WASHINGTON — Earlier this week, US Senator Michael Bennet (D-Colo.) asked the inspector generals for the US Department of Agriculture and the US Department of Labor to investigate federal actions that might have contributed to the spread of COVID-19 in meat processing facilities.
In his letter to the two agencies, Bennet wanted government officials to investigate what steps the federal government did to prevent the spread of the virus inside the facilities.
“Specifically, I ask that you review steps the federal government took to prevent the spread of COVID-19 in these plants and how the President’s use of the Defense Production Act for meat processing facilities may have affected the health and wellbeing of workers,” the letter said.

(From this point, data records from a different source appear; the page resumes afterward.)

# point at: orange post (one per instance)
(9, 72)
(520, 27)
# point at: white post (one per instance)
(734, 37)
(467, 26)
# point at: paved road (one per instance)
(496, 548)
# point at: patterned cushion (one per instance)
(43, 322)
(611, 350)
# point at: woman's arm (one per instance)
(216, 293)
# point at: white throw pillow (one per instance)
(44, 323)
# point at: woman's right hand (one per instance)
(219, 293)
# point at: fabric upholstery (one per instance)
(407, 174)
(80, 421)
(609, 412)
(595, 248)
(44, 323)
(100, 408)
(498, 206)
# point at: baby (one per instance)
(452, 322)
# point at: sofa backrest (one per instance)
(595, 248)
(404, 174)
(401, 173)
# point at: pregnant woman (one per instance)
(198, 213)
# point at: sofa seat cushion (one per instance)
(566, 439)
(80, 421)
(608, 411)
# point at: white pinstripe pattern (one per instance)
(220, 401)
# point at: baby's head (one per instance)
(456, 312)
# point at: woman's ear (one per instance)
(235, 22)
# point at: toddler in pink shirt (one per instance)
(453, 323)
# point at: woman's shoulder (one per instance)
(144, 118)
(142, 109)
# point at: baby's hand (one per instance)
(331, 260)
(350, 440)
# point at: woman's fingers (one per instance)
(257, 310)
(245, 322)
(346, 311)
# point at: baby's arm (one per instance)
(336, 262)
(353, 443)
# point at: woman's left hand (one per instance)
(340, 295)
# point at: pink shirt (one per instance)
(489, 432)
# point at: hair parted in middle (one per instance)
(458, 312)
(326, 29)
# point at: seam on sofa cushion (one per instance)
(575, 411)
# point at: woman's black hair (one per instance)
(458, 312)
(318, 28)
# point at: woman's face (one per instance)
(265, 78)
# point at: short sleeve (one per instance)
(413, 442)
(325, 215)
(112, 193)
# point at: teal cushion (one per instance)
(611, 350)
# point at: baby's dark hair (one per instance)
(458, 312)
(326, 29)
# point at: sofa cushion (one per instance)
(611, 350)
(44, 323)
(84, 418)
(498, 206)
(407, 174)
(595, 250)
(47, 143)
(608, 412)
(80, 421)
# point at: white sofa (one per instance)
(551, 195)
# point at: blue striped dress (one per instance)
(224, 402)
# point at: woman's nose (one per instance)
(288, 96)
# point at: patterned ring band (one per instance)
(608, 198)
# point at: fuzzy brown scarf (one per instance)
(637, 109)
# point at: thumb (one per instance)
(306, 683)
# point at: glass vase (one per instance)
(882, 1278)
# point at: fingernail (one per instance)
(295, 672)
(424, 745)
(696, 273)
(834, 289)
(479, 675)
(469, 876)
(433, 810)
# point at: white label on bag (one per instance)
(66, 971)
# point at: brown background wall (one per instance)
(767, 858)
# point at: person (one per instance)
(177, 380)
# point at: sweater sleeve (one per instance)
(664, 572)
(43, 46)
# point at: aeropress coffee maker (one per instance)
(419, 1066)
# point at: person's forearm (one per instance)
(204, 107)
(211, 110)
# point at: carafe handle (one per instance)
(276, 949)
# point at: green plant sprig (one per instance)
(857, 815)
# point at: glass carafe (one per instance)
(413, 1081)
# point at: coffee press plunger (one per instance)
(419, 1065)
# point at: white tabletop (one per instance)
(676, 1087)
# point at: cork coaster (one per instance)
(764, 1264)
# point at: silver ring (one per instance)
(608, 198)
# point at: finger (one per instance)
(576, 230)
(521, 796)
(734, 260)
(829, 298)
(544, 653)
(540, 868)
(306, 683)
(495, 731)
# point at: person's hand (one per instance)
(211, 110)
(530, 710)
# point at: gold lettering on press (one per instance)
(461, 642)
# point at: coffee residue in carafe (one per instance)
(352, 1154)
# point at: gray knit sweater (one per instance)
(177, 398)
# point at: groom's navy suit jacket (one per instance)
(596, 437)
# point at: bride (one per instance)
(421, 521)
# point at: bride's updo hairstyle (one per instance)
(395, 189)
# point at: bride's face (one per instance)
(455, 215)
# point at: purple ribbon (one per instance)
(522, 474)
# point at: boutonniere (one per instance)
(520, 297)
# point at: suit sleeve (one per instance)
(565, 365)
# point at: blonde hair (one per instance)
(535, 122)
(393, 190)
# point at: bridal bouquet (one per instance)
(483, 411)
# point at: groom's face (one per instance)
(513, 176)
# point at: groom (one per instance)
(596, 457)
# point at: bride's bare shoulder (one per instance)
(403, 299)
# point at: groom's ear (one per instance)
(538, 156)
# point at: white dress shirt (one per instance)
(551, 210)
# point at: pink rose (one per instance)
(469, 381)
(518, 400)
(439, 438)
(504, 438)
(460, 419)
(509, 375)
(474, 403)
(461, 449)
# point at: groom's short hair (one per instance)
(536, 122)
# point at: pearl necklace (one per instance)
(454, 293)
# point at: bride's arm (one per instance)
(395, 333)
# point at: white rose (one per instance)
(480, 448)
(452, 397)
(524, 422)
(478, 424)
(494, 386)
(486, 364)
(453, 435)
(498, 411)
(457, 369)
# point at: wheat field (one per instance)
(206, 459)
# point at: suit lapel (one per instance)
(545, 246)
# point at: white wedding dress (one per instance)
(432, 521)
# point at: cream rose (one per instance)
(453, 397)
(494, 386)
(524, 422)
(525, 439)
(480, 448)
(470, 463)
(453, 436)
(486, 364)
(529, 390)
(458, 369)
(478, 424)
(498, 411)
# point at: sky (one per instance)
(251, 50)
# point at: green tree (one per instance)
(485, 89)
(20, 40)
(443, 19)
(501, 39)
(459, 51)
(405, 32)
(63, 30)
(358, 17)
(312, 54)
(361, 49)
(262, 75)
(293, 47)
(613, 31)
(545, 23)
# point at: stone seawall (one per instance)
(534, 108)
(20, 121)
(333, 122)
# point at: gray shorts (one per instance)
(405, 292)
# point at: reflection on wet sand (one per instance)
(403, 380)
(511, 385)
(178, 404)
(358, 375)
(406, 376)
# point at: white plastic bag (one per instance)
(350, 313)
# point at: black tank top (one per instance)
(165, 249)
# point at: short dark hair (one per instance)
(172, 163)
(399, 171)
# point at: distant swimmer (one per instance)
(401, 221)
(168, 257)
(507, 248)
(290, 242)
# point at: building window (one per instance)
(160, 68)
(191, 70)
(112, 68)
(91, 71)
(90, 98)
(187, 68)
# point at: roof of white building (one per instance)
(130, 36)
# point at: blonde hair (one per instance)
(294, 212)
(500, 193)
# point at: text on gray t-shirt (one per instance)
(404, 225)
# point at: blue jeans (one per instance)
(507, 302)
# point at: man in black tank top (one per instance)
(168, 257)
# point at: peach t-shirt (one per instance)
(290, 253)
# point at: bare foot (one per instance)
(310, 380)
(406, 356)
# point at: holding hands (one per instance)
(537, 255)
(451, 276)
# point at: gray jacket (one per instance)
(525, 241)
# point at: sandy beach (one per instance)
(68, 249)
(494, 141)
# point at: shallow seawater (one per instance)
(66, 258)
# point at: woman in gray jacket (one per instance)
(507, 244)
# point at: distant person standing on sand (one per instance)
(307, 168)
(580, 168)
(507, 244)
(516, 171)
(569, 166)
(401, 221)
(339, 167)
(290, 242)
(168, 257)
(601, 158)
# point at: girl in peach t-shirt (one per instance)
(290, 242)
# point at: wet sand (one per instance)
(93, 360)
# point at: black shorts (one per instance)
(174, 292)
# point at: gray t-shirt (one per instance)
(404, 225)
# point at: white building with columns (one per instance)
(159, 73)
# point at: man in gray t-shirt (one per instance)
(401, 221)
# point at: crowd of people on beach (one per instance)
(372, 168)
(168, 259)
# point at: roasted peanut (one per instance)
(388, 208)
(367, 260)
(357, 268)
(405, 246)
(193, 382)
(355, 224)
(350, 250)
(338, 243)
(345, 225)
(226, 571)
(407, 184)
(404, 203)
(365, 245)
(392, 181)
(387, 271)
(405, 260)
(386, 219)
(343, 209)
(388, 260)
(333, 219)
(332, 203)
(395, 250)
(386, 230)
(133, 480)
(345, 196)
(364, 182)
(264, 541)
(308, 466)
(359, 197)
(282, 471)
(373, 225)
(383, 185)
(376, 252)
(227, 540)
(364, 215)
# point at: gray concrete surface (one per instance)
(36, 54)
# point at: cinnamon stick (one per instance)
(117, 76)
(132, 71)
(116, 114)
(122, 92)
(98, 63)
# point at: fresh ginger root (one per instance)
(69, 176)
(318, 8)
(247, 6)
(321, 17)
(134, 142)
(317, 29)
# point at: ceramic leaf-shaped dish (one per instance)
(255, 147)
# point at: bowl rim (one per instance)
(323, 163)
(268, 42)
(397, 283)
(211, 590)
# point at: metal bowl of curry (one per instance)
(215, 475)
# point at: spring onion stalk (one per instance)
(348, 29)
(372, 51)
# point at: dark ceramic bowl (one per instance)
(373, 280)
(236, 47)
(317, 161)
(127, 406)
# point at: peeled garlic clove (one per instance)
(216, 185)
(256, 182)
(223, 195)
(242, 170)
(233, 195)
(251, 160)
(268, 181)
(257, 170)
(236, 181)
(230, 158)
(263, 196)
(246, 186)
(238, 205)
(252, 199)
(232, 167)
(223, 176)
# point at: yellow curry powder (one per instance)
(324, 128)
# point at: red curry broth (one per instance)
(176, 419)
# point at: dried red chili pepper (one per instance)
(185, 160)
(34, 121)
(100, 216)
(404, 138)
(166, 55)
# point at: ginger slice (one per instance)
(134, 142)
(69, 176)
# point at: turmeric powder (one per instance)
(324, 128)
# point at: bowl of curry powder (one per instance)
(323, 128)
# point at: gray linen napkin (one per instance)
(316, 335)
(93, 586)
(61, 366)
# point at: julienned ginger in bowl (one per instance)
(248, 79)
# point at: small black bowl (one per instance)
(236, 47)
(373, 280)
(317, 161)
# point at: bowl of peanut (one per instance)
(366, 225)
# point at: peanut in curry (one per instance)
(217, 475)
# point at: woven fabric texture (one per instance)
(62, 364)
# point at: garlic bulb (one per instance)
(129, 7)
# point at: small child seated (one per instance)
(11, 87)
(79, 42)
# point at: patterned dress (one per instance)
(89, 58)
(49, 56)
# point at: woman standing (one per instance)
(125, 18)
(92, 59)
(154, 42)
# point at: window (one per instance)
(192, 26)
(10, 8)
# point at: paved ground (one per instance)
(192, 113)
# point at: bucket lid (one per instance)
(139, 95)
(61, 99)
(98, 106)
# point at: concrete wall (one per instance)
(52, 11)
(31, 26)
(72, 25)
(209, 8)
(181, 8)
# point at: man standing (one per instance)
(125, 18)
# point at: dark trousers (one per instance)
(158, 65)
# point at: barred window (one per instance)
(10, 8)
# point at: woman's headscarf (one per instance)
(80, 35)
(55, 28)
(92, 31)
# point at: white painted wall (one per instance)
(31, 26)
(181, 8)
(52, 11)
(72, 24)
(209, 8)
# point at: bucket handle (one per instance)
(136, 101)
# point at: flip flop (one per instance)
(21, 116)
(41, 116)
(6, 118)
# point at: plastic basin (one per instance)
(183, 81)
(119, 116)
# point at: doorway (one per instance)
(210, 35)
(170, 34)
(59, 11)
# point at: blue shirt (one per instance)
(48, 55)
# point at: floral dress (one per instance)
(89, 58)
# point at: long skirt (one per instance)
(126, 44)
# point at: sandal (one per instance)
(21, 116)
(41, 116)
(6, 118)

In late April, President Trump issued an executive order to keep meat processing plants open to hold off possible shortages of beef, pork, chicken and other meats, calling them critical infrastructure.
Later, Bennet asked for a review of the federal response, including the use of voluntary health and safety standards at plants, the federal government’s communication with local authorities and the meat industry, where USDA inspectors went during the outbreak and whether USDA inspectors were provided proper personal protective equipment.
Bennet noted that his home state of Colorado has seen 447 cases and 10 deaths associated with meat processing plants, according to state health officials. The largest outbreak in Colorado was at the JBS USA beef production facility in Greeley.
In a recent report, the Centers for Disease Control and Prevention said that at least 16,200 workers in meat and poultry processing plants in 23 states contracted COVID-19 by the end of May, with 86 people dying.